Hamas chief-in-exile Khalid Mashaal telephoned President Mahmoud Abbas on Monday to confirm the Islamist movements’ support for the upcoming UN bid, the official news agency Wafa reported.
Hamas reiterated Mashaal’s call in a statement stressing that the Nov. 29 bid must be based on a nationalistic vision and strategy which upholds the inalienable rights of the Palestinians.
The UN move should also be based on strong Palestinian principles, the most important of which is resistance, the party said.
Hamas has dismissed previous attempts by Abbas to promote the Palestinian cause on the diplomatic stage. “This signals that Hamas is showing greater flexibility towards reconciliation than any time before,” said political analyst Hani Habib.
Hamas might struggle to explain its new position to some of its hardline supporters.

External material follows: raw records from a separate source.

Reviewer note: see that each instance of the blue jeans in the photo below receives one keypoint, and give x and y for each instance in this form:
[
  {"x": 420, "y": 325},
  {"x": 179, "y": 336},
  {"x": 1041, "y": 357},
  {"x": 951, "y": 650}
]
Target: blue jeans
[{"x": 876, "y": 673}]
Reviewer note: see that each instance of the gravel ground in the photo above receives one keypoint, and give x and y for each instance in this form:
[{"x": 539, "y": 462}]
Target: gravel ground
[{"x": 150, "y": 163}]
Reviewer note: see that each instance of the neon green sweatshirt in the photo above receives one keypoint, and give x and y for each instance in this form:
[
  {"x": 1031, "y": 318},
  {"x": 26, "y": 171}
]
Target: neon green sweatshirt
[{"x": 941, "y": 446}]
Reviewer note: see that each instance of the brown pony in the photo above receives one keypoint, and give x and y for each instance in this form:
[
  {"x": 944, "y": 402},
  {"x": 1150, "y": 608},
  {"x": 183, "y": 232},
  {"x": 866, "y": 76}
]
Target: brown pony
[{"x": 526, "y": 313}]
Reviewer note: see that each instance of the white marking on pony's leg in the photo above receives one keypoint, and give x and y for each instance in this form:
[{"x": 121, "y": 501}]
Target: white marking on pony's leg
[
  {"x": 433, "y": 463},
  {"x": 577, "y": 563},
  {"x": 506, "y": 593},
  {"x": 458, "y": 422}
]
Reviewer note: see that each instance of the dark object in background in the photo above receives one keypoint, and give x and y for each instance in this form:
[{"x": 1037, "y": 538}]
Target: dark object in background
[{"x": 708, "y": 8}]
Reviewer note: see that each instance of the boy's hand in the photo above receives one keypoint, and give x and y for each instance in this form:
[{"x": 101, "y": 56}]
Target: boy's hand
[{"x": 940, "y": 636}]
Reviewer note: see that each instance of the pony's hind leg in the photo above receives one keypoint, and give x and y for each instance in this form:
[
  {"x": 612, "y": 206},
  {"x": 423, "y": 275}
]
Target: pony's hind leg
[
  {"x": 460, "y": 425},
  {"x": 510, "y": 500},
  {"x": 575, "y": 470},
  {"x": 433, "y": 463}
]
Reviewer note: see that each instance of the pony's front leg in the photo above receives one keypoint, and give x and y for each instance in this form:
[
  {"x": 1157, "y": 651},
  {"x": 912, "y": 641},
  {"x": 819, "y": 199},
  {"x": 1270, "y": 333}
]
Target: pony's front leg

As recently as Saturday, senior Hamas leader Mahmoud al-Zahar had urged Abbas not to go to New York.
Abbas’s UN initiative “represents an … official concession of the 1948 land,” Zahar told reporters.
Speaking to hundreds of supporters in Ramallah on Sunday, Abbas vowed he would speed up unity efforts after he returns from the UN vote.
Mashaal stressed to Abbas that political reconciliation is a necessity and should be achieved “in light of the positive atmosphere following the victory of our people in Gaza.”
Reconciliation talks have repeatedly stumbled since Hamas and Fatah signed an Egyptian-brokered reconciliation agreement in May 2011, but Israel’s eight-day war on the Gaza Strip which ended Wednesday gave political impetus to ending the division.
In a rare conciliatory move between the rival factions, Hamas announced Friday that it would grant an amnesty to all suspects and prisoners related to its conflict with Fatah in 2006.
The Palestinian Authority responded with a similar gesture, saying it would release all Hamas prisoners held for political reasons in the coming days.
PLO official Nabil Shaath also said that Hamas party representatives in the West Bank would begin to participate in high-level political meetings, including sessions of the executive committee of the PLO.